Felix glanced outside the living-room window. It afforded him a view of the city's downtown region, with its mile-high skyscrapers whose totalium finish reflected the afternoon light. Strange to say, he was reminded of the ruins in the Roman Forum. Decrepit piles of brick and marble, the temples, basilicas, and pockmarked arches had at one time convinced each ancient Roman that his empire and wealth would endure forever. And now? The city's aqueducts, roads, religion, buildings, and poems were long forgotten.

“You are frowning. If the sun is bothering you, I can tint the window.”

“That's okay, Mentor. I'm enjoying the view.”

“It is very fine.”

“Populations think their ways will last forever. But I bet these buildings will vanish one day, like the Parthenon, the pyramids, or the Coliseum.”

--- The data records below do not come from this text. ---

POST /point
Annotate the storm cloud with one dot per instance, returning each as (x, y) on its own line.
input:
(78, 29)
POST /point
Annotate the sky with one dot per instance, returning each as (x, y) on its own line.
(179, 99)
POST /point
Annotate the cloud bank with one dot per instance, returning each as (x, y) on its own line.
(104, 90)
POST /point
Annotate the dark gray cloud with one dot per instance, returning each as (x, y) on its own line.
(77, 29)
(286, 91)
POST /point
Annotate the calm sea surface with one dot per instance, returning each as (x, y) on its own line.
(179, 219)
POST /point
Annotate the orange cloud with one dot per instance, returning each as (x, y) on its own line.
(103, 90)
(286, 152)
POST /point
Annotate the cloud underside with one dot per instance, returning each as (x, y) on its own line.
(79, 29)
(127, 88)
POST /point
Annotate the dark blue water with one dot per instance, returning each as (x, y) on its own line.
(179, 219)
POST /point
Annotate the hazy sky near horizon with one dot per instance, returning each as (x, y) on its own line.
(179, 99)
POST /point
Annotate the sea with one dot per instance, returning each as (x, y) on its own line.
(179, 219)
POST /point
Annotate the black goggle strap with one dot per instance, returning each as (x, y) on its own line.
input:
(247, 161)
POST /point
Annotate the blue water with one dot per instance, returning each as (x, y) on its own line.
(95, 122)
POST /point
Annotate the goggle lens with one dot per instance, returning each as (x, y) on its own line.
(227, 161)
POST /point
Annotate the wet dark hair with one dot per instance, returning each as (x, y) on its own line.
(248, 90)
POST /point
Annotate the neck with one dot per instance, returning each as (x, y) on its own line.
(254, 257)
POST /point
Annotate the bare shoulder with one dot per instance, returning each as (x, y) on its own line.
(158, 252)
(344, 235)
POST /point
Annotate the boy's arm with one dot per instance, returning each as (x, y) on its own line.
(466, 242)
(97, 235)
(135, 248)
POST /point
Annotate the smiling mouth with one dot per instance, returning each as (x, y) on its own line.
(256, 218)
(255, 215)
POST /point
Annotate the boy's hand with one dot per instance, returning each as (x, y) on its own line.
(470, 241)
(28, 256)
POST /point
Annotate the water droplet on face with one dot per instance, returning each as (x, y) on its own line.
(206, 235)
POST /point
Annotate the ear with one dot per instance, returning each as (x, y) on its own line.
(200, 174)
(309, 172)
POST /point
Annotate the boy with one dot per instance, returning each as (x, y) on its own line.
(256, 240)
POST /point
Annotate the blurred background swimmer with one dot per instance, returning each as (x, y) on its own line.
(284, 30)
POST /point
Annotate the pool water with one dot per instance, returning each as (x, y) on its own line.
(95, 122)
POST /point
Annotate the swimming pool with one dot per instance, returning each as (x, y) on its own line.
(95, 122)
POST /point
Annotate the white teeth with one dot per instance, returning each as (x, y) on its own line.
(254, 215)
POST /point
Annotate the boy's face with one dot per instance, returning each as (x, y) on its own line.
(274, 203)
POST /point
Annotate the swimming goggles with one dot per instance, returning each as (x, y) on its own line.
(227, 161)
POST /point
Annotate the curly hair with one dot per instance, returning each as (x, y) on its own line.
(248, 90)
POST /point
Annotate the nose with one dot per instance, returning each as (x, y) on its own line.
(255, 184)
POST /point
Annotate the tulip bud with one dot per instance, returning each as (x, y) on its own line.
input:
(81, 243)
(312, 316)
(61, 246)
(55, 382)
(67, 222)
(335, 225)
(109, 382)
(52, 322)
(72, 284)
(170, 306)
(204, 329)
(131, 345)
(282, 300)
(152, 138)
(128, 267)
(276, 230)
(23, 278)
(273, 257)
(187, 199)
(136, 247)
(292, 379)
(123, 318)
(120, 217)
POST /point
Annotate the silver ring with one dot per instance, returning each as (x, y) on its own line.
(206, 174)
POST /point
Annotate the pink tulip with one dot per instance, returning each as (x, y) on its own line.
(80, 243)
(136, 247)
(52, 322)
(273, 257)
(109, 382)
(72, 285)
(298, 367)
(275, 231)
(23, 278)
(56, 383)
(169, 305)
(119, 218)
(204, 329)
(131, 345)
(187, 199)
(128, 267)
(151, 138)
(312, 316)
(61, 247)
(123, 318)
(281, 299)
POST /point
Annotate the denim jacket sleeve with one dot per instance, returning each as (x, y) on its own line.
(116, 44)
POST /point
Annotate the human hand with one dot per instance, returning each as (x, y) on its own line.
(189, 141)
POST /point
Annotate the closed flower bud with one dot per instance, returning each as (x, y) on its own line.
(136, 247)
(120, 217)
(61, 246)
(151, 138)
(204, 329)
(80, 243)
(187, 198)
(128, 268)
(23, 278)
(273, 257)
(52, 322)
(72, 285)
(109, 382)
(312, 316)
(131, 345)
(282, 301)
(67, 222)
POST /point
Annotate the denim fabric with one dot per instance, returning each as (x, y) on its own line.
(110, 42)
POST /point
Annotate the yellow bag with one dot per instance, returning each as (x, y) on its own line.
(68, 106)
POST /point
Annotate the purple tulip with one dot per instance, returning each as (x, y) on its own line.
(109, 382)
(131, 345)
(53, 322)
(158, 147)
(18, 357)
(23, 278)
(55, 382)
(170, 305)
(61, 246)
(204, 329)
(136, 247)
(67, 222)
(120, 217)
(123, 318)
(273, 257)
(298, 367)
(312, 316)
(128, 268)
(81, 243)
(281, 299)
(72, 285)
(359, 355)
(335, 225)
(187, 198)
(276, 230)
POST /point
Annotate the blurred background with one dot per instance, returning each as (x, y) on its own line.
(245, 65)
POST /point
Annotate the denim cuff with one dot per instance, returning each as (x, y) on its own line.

“A totalium structure should last eight hundred and sixty-two years on average.”

“That's not what I mean. I'm saying we don't care about the people before us. A hundred years from now, who'll remember we existed?”

“Forgive me, Felix. I have not been programmed to address such feelings.”

“Never mind. It's my mother's message. They always turn me inside out.”

“You should sit outside until your father arrives. The tranquility will you do good.”

“That's a fine idea, Mentor. I'll follow your suggestion.”

Retrieving the
Life of Crassus
, Felix approached a door, which Mentor swiftly opened. Outside was a spiral staircase that led into a well-trimmed garden. As he stared into the greenery below, Felix was thinking that he'd lied to Mentor. His mother's call didn't bother him so much as the collapse of those two people that day. His instincts told him something odd was going on.

Still, he had his lesson to think of. Descending the stairs, he put his worries aside and pretended he was entering the distant past.

Crassus was standing in the thick of his army, forty thousand men, all told. They were in Assyria, in an empty plain, with the nearest source of water some ten miles distant. A small Parthian army crowned the hills before him. An hour ago their ranks had been thicker and their archers had fired constant volleys of arrows, pinning every Roman down and preventing battle at close quarters. Finally his son had led a cavalry charge and, in true Roman fashion, beaten the enemy back. Proud of his son's manliness, Crassus was awaiting his return.